The UK National Cyber Security Centre published an article titled “ChatGPT and large language models: what’s the risk?”.

The main risk highlighted is AI operators gaining access to our queries. But they also touched on the potential benefit (and risk!) to cyber criminals using an LLM as a “phone-a-friend” during a live network intrusion:

LLMs can also be queried to advise on technical problems. There is a risk that criminals might use LLMs to help with cyber attacks beyond their current capabilities, in particular once an attacker has accessed a network. For example, if an attacker is struggling to escalate privileges or find data, they might ask an LLM, and receive an answer that’s not unlike a search engine result, but with more context. Current LLMs provide convincing-sounding answers that may only be partially correct, particularly as the topic gets more niche. These answers might help criminals with attacks they couldn’t otherwise execute, or they might suggest actions that hasten the detection of the criminal.
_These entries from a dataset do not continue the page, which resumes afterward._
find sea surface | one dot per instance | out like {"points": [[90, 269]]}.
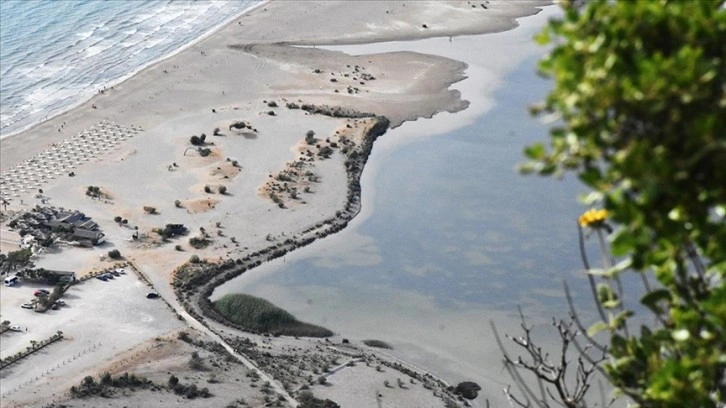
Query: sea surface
{"points": [[456, 239], [57, 54]]}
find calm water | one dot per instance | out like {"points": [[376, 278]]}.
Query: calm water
{"points": [[456, 238], [56, 54]]}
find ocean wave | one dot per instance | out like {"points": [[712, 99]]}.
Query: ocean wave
{"points": [[63, 52]]}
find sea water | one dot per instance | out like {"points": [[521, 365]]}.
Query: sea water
{"points": [[57, 54], [456, 238]]}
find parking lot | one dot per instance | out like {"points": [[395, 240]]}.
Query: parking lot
{"points": [[99, 320]]}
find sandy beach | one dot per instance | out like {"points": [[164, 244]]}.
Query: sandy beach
{"points": [[281, 115]]}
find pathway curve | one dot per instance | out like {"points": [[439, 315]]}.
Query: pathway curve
{"points": [[196, 324]]}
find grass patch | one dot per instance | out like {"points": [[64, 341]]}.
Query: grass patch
{"points": [[377, 343], [258, 314]]}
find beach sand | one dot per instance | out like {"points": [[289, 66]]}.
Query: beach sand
{"points": [[132, 140]]}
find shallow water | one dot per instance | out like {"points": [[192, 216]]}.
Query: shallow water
{"points": [[457, 237], [55, 54]]}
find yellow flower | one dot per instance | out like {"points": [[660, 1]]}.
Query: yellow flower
{"points": [[593, 218]]}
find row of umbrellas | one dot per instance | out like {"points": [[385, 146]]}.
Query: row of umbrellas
{"points": [[62, 157]]}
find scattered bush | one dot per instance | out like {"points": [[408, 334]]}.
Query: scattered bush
{"points": [[198, 242], [196, 362], [238, 125], [308, 400], [310, 138], [377, 343], [467, 389], [173, 380]]}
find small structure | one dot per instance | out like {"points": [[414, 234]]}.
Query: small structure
{"points": [[64, 276], [86, 237]]}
Either way, the attacker’s queries will likely be stored and retained by LLM operators.

If your organisation has problematic IT to patch or secure, you might exploit this as a defender…

Place yourself in the shoes of a “lucky” script kiddie who gained a foothold on your enterprise network. Run nmap or some other popular network scanning tool on your internal network and find the network service banners for those hard-to-protect services. Next, ask ChatGPT if it can fingerprint the underlying technology and, if so, what network attacks it proposes. If the AI hallucinates, you may get some funny attack suggestions. But those suggestions become potential network detection signatures.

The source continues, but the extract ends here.